Une société fondée sur les maximes purement égoïstes de l’intelligence serait sans doute possible. Mais il faut encore pour cela prendre un autre point de départ que le double instinct de conservation individuelle et spécifique, même accompagné de prévision et de raisonnement : car l’instinct suit sa voie et ne se règle pas lui-même. Il faut partir de la volonté libre incoercible : la justice stricte n’est guère en effet qu’une théorie générale des rapports logiques de volontés autonomes, impénétrables par le dehors, dont l’accord et l’équilibre présupposent l’affirmation d’une égalité absolue. Mais cette dynamique sociale elle-même n’est point toute la moralité, n’épuise point l’idée à priori du devoir et du bien, et ne peut expliquer l’amour d’autrui, l’abnégation de soi-même, en un mot la charité. « Cela est d’un autre ordre : surnaturel », suivant la forte et profonde expression de Pascal.

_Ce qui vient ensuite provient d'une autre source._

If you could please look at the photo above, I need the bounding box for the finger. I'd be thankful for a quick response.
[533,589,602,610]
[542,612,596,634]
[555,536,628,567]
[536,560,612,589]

III. Dans un dernier chapitre intitulé Réflexions, M. Hermann, avec une complaisance d’auteur bien naturelle, soutient qu’une telle conception de la destinée humaine est appelée à pénétrer un jour par delà le petit groupe des esprits éclairés, au sein de la foule croyante. Il ne regarde pas la foi à une autorité divine suprême comme un dogme religieux nécessaire à l’humanité. Ce qui fait la force des enseignements religieux aux yeux de l’enfant, dit-il, c’est l’autorité du maître, le caractère sacré des parents auxquels nous les devons. Plus tard, ce qui règle la croyance de l’homme fait, c’est moins la partie dogmatique de la religion révélée que l’opinion publique. Et la preuve, c’est que toutes les religions révélées se sont accommodées aux idées dominantes de chaque âge et de chaque peuple : ainsi le christianisme s’est réconcilié avec les riches, après avoir anathématisé la richesse, a fait du mariage une institution sacrée, rivale du célibat pratiqué par les premiers fidèles, et dans la suite s’est montré si tolérant pour des coutumes immorales, comme le duel. Il suffit donc que l’opinion dominante se prononce dans l’avenir en faveur d’une conception nouvelle de l’univers, celle-là scientifique et raisonnée, pour lui communiquer l’ascendant d’un dogme révélé. — Singulière erreur, de croire que l’humanité peut vivre seulement de vérités scientifiques démontrées. La religion, c’est tout au contraire la part du sentiment individuel, de la foi inspirée par l’éducation, le tempérament, l’imagination, le sentiment de notre infirmité et les secrètes terreurs de l’esprit en face du grand mystère.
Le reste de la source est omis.